La présence des femmes au foyer permettrait en outre de « libérer des places en crèche » et d’accueillir les personnes âgées, ce qui reviendrait « moins cher que les hôpitaux ». Il s’agirait donc pour l’Etat de fermer le peu d’équipements collectifs qui existe et de laisser aux femmes le soin d’assumer gratis tout le travail reproductif.
Le salaire maternel, estime le FN, pourrait être perçu par 1,5 million de femmes. La question de son financement se pose donc.
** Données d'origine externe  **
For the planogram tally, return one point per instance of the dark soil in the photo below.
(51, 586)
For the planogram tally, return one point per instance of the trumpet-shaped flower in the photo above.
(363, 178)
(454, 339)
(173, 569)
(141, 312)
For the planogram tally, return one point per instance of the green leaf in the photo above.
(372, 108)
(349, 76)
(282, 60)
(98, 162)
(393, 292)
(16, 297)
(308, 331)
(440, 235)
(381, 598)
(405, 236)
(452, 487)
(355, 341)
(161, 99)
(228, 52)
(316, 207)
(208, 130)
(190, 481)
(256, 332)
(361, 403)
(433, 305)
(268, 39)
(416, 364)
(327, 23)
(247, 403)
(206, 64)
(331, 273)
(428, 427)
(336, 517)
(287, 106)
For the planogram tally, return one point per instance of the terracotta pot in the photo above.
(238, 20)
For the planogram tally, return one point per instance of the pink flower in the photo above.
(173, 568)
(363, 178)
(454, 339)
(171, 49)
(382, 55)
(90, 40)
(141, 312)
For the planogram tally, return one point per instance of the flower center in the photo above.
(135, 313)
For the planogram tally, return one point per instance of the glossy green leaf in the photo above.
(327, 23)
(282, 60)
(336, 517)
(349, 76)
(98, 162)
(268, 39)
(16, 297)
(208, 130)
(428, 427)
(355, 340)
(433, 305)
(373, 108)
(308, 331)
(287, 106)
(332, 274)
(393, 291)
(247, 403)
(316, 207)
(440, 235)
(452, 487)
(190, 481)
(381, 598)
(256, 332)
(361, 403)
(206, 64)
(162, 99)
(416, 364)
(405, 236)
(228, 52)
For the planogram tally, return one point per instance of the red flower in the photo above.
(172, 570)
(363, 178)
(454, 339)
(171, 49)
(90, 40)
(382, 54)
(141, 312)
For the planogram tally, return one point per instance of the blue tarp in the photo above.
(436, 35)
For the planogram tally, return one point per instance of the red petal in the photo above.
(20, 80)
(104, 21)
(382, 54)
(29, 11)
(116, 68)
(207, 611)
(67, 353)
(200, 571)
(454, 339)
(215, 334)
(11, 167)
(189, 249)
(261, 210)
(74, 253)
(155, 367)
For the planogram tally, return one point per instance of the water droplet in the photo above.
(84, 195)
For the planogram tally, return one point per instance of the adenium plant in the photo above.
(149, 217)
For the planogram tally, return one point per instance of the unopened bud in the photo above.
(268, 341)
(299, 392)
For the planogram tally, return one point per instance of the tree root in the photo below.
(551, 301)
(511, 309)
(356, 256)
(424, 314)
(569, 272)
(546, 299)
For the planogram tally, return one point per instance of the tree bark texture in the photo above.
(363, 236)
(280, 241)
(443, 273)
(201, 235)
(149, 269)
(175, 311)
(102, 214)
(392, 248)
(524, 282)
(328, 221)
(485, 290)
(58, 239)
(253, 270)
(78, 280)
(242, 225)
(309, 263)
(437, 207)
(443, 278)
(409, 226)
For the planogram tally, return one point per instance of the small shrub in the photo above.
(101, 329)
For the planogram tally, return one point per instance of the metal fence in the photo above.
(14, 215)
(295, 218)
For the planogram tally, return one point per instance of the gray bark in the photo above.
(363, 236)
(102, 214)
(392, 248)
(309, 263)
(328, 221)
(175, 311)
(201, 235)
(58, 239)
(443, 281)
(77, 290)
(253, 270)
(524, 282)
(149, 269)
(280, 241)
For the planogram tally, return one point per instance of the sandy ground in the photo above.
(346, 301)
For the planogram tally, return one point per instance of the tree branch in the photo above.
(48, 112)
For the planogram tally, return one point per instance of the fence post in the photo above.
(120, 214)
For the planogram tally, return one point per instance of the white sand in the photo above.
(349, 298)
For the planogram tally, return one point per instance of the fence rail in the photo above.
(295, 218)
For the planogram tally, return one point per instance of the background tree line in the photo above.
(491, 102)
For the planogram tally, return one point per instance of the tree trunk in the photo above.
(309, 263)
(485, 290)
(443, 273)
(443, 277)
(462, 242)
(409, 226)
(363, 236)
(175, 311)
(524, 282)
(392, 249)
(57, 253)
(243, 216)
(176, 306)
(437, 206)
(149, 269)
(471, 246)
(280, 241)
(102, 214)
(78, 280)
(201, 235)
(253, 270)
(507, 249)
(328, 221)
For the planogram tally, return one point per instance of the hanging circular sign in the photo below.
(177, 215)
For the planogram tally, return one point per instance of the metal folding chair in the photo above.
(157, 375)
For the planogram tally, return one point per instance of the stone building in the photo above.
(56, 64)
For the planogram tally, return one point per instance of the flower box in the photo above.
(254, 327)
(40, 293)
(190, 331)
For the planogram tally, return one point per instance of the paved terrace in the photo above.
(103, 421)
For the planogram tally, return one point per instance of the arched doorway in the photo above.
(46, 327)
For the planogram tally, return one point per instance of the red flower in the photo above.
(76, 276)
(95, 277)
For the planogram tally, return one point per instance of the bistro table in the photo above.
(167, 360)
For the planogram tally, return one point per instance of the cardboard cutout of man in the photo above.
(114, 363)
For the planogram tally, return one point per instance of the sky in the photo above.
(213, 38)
La brochure suggère un relèvement du taux de la TVA (l’impôt le plus inégalitaire puisqu’il touche les gens sans distinction de revenus), alors que la contribution patronale pour les allocations familiales (qui diffèrent, elles, suivant les revenus) serait supprimée.
C’est bien une politique de désengagement de l’Etat et d’accentuation des inégalités qui nous est proposée.
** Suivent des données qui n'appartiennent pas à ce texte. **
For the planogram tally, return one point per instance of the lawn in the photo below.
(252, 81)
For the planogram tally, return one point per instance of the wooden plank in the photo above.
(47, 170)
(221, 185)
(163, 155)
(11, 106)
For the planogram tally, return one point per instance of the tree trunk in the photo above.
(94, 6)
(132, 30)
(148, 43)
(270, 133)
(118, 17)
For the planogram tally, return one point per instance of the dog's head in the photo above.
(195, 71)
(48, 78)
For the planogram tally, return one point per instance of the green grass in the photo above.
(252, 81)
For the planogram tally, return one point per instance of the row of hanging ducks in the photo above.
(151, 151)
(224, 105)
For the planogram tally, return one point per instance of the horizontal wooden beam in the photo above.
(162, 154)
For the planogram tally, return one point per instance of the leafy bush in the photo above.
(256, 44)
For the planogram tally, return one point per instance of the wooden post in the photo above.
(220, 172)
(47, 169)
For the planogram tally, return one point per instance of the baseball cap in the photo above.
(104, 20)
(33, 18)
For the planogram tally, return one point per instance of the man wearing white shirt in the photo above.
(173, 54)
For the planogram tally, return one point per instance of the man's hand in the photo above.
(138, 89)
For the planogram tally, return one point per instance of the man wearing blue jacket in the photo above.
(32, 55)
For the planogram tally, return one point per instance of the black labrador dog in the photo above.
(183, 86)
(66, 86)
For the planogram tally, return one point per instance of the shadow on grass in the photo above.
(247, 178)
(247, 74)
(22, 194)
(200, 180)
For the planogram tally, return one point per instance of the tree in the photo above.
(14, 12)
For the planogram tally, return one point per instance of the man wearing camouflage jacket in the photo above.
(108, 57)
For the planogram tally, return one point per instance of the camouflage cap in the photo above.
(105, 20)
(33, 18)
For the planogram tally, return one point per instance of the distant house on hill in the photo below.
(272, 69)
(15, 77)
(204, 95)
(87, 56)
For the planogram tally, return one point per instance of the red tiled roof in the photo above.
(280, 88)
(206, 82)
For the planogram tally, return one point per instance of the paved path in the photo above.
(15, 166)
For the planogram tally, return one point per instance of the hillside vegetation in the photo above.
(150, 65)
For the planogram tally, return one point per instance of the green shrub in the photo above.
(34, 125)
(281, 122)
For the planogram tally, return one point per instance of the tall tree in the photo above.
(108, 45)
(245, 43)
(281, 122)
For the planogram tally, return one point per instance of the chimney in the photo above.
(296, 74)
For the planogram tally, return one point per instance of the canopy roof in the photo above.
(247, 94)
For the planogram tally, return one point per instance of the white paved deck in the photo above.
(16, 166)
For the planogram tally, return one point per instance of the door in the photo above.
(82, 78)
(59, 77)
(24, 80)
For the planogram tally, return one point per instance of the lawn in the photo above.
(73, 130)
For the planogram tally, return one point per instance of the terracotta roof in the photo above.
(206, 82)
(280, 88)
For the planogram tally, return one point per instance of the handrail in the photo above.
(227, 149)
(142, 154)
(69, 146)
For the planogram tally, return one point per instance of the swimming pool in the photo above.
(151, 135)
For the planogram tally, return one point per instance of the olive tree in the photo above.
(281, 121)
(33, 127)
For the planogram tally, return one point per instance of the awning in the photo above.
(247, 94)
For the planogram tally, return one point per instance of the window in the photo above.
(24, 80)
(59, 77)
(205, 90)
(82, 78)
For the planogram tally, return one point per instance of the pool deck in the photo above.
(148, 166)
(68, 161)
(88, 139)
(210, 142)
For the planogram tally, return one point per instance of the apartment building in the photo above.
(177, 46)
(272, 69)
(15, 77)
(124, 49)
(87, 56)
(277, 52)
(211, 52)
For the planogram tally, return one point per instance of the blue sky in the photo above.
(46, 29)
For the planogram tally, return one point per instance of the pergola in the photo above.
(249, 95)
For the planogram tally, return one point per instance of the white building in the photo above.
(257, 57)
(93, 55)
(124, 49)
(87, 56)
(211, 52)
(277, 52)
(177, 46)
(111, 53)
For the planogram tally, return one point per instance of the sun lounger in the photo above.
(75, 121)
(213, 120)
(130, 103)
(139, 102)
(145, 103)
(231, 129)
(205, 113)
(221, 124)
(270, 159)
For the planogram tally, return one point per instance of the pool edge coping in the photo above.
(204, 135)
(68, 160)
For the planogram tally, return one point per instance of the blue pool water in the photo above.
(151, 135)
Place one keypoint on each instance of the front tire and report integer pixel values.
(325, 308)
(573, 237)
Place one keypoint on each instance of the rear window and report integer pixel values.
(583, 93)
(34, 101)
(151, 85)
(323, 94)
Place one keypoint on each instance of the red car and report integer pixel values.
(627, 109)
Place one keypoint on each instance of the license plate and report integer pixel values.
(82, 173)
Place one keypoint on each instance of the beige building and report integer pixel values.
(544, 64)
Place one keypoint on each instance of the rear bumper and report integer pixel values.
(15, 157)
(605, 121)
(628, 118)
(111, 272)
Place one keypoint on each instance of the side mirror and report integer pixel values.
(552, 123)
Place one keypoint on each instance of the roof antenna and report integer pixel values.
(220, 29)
A cette brochure déjà éloquente doivent être ajoutés les propos également éclairants de Marie-France Stir-bois, à l’université d’été du FN. Lors de son intervention le 26 août 1998, Mme Stirbois a dénoncé le féminisme, « idéologie sectaire » et de « débauche », « avatar du communisme » qui fait du « prosélytisme lesbiannique » et a rassuré son public masculin par une œillade : « messieurs, moi, je veux des hommes ». S’insurgeant contre la parité, qui « humilie les femmes », elle s’est adressée cette fois aux auditrices et a ressassé le thème de la différence : « Soyons contre les hommes, oui, tout contre ! Ne soyons ni leurs égales, ni leurs supérieures, ni encore leurs inférieures. Soyons leurs indispensables compléments qui sachent les réconforter, les soutenir, mais aussi parfois les devancer. »
Basée sur cette idéologie différentialiste, la ségrégation des tâches au sein du FN entre les militants et les militantes apparaît à travers les stratégies électorales : si la branche étudiante du FN, Renouveau étudiant, pour riposter à l’accusation de machisme, a présenté aux élections universitaires du CROUS en 1998 une liste exclusivement composée de candidates, peu de place est faite aux femmes dans la hiérarchie du Parti. Les militantes sont simplement exhibées comme réponse alibi au débat brûlant sur la parité. Leur instrumentalisation semble d’autant plus flagrante dans le cas des candidatures des chefs invalidées (Mégret, Le Chevallier, Le Pen) : les contorsions de Le Pen pour éviter de positionner son rival en tête de liste des futures européennes aboutissent à lui préférer une femme : la sienne. Cet exemple illustre combien au FN les femmes paient leur écart de la sphère publique : ce n’est pas en qualité de militante cadre du parti que Mme Le Pen va porter les couleurs tricolores pour la campagne du FN mais en tant qu’épouse de son mari ! Mères au foyer ou potiches politiques, les femmes pour le Front National sont irrévocablement un sous-genre humain.